Soon after, Mandel voiced his support for them in a tweet:
— Josh Mandel (@JoshMandelOhio) July 20, 2017
The ADL did not attack Cernovich and Posobiec because they are conservatives. They factually detailed outrageous comments and behavior from both men, which Mandel has now decided to endorse.
Cernovich echoed white supremacists with statements like "diversity is code for white genocide," and "white genocide is real." He has also espoused the belief that "date rape does not exist," "misogyny gets you laid," and said that people who "love black women" should "slut shame them" to prevent them from getting AIDS.
Posobiec, who reportedly worked with the Trump campaign in Philadelphia, has been deeply involved in several hoaxes, including starting an "assassinate Trump" chant at a protest in order to smear the anti-Trump protesters in attendance. He also falsely claimed that the creators of "Star Wars" had added anti-Trump scenes to the films then using that lie to push for a (failed) boycott of the film. He also recently attended a congressional press conference in favor of net neutrality and tried to claim that Democratic senators supported "satanic" internet pornography.

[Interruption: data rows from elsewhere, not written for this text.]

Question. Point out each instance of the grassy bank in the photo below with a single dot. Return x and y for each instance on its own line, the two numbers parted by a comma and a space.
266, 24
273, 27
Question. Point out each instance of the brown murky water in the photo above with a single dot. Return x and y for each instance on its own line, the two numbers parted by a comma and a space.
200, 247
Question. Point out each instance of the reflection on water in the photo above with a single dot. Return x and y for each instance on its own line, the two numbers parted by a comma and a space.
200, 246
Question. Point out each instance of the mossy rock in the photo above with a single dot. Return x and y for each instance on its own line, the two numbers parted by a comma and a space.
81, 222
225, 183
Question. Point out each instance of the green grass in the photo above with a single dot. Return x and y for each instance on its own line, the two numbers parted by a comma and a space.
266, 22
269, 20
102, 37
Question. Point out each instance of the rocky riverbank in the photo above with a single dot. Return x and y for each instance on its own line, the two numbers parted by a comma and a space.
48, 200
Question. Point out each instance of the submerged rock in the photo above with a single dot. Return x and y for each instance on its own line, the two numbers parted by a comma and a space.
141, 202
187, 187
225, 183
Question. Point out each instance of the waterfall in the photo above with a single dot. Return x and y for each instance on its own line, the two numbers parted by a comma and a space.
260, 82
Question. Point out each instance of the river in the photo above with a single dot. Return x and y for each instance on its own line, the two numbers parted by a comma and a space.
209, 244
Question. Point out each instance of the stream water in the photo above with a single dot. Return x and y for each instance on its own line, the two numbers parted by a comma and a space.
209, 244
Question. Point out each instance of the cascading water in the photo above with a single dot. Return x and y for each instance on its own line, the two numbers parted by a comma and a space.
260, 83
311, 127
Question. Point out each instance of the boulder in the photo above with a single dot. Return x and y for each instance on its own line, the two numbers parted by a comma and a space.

Both men, along with Trump supporting right-wing radio host Alex Jones, were key figures in perpetrating and promoting the so-called "Pizzagate" conspiracy theory, which alleged that a Washington, D.C. pizzeria was a front for a child pornography ring involving figures from Hillary Clinton's campaign.
The entire story was false, but it prompted an armed, disturbed man to go to the restaurant and fire his weapon while looking for the nonexistent basement where children were purportedly being held.
Now, in addition to their long records of hateful and unhinged commentary, they have the blessing of a man who hopes to sit in the Senate, representing the views of millions of people.